PEGKit combine matched symbols on stack

I'm writing a grammar for PEGKit to parse a Twine exported Twee file. This is my first time using PEGKit and I'm trying to get to grips with how it works.

I have this twee source file that I'm parsing

:: Passage One
P1 Line One
P1 Line Two

:: Passage Two
P2 Line One
P2 Line Two

Currently I've worked out how to parse the above using the following grammar

@before {
    PKTokenizer *t = self.tokenizer;
    [t.symbolState add:@"::"];
    [t.commentState addSingleLineStartMarker:@"::"];

    // New lines as symbols
    [t.whitespaceState setWhitespaceChars:NO from:'\n' to:'\n'];
    [t.whitespaceState setWhitespaceChars:NO from:'\r' to:'\r'];
    [t setTokenizerState:t.symbolState from:'\n' to:'\n'];
    [t setTokenizerState:t.symbolState from:'\r' to:'\r'];
}

start                   = passage+;
passage                 = passageTitle contentLine*;
passageTitle            = passageStart Word+ eol+;
contentLine             = singleLine eol+;
singleLine              = Word+;
passageStart            = '::'!;
eol                     = '\n'! | '\r'!;

and the result I get is

[Passage, One, P1, Line, One, P1, Line, Two, Passage, Two, P2, Line, One, P2, Line, Two]::/Passage/One/
/P1/Line/One/
/P1/Line/Two/
/
/::/Passage/Two/
/P2/Line/One/
/P2/Line/Two/
^

Ideally, I'd like the parser to combine the words matched for the passageTitle into a single string similar to how the built in PEGKit QuotedString grammar works.

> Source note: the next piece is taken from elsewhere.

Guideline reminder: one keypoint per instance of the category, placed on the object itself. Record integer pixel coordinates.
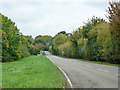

I would also like the words matched for a contentLine to be combined as well.

So, eventually, I would have this on the stack

[Passage One, P1 Line One, P1 Line Two, Passage Two, P2 Line One, P2 Line Two]

Any thoughts on how to achieve this would be appreciated.

Solution

Creator of PEGKit here.

I understand your ultimate strategy (to collect/combine lines as single string objects), and agree that it makes sense, however, I disagree with your proposed tactic to achieve that (to alter tokenization to try to combine what are essentially multiple separate tokens into single tokens).

Combining lines into convenient string objects makes sense, but altering tokenization to achieve that, doesn't make sense IMO (at least not with a recursive descent parsing kit PEGKit) when the lines in question don't have obvious 'bracketing' characters like quotes or brackets.

You could treat the passageTitle lines starting with :: as single-line Comment tokens, but I probably wouldn't since I gather they are semantically not comments.

So instead of merging multiple tokens via the tokenizer, you should merge multiple tokens in the more natural way for PEGKit: in the parser delegate callbacks.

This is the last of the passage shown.